Wednesday, July 12, 2006

Circumcision may stop millions of HIV deaths: study

Reuters HealthTuesday, July 11, 2006
By Maggie Fox
WASHINGTON (Reuters) - Circumcising men routinely across Africa could prevent millions of deaths from AIDS, World Health Organization researchers and colleagues reported on Monday.
They analyzed data from trials that showed men who had been circumcised had a significantly lower risk of infection with the AIDS virus, and calculated that if all men were circumcised over the next 10 years, some two million new infections and around 300,000 deaths could be avoided.

Researchers believe circumcision helps cut infection risk because the foreskin is covered in cells the virus seems able to easily infect. The virus may also survive better in a warm, wet environment like that found beneath a foreskin.
So if men were circumcised, fewer would become infected and thus could not infect their female partners.

The human immunodeficiency virus or HIV, which causes AIDS, now infects close to 40 million people and has killed another 25 million. It mostly affects sub-Saharan Africa and the main mode of transmission is sex between a man and a woman.
Several studies have suggested that men who are circumcised have a lower rate of HIV infection. This has been especially noticeable in some parts of Africa, where some groups are routinely circumcised while neighboring groups are not.

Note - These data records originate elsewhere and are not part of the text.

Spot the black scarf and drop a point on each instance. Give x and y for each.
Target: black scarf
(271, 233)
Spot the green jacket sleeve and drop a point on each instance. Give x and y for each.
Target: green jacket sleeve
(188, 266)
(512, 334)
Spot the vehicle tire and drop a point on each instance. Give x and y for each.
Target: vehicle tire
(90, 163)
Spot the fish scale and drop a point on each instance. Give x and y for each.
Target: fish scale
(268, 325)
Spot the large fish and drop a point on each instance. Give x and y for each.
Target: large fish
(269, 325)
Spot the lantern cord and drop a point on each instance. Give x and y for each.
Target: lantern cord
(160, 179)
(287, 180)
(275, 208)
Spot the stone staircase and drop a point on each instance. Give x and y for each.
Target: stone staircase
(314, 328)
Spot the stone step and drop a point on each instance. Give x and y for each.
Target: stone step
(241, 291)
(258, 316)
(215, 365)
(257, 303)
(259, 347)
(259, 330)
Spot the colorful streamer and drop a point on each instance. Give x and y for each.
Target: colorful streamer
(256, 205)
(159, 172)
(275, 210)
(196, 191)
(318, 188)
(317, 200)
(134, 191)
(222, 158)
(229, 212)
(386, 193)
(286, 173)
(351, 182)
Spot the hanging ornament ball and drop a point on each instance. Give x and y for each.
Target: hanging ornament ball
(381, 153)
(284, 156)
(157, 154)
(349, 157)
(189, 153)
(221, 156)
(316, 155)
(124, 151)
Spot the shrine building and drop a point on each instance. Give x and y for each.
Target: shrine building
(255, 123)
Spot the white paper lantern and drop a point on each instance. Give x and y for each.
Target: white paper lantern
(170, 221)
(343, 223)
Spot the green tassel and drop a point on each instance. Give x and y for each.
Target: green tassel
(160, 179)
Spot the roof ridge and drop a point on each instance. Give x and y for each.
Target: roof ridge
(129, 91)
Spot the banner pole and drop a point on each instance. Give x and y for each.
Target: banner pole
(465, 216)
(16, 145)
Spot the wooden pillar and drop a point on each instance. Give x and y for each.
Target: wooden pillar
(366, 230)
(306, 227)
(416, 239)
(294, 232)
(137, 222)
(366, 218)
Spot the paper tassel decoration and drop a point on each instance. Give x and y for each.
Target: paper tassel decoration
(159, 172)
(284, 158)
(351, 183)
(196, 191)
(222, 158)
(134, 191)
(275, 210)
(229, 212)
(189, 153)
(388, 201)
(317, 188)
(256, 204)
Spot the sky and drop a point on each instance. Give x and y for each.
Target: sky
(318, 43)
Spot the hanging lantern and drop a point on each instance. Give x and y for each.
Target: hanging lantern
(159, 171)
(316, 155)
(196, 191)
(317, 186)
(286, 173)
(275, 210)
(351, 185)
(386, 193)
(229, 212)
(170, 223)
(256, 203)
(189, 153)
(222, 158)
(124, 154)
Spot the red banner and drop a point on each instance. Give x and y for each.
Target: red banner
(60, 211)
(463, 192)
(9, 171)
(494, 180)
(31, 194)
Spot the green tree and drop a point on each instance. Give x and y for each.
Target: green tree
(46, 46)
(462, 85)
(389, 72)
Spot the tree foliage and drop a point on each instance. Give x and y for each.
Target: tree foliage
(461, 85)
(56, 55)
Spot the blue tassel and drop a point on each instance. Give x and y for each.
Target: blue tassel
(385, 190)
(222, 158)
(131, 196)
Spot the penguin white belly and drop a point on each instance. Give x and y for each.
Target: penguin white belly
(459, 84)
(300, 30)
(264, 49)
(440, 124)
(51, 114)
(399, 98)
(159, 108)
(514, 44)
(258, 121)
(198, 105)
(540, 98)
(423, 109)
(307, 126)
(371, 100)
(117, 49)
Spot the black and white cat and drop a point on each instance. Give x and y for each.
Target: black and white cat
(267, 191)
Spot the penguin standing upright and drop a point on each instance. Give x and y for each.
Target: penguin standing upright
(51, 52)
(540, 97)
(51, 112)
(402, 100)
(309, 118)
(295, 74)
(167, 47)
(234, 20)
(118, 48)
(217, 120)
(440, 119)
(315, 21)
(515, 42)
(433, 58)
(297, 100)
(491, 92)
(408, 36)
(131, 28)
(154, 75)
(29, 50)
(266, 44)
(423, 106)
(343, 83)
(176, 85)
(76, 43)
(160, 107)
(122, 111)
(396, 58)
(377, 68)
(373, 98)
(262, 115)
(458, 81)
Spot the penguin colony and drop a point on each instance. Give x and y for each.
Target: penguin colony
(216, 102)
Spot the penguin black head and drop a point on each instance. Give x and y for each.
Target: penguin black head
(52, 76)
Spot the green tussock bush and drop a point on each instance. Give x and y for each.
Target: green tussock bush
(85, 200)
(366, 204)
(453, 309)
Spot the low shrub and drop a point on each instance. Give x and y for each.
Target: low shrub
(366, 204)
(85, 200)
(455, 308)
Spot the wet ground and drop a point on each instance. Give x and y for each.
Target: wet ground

Last year, Dr. Bertran Auvert of the French National Research Agency INSERM and colleagues at WHO found that circumcised men in South Africa were 65 percent less likely to become infected with the deadly and incurable virus.

His team then did an analysis to see what would happen if all African men were circumcised.
"In West Africa, male circumcision is common and the prevalence of HIV is low, while in southern Africa the reverse is true," they wrote in the current report, published in the Public Library of Science Medicine.
"This analysis shows that male circumcision could avert nearly six million new infections and save three million lives in sub-Saharan Africa over the next twenty years," they wrote.
Overall, they project that universal male circumcision would reduce the rate of infections by about 37 percent.

"Male circumcision alone cannot bring the HIV/AIDS epidemic in Africa under control. Even circumcised men can become infected, though their risk of doing so is much lower," the journal cautioned in a commentary.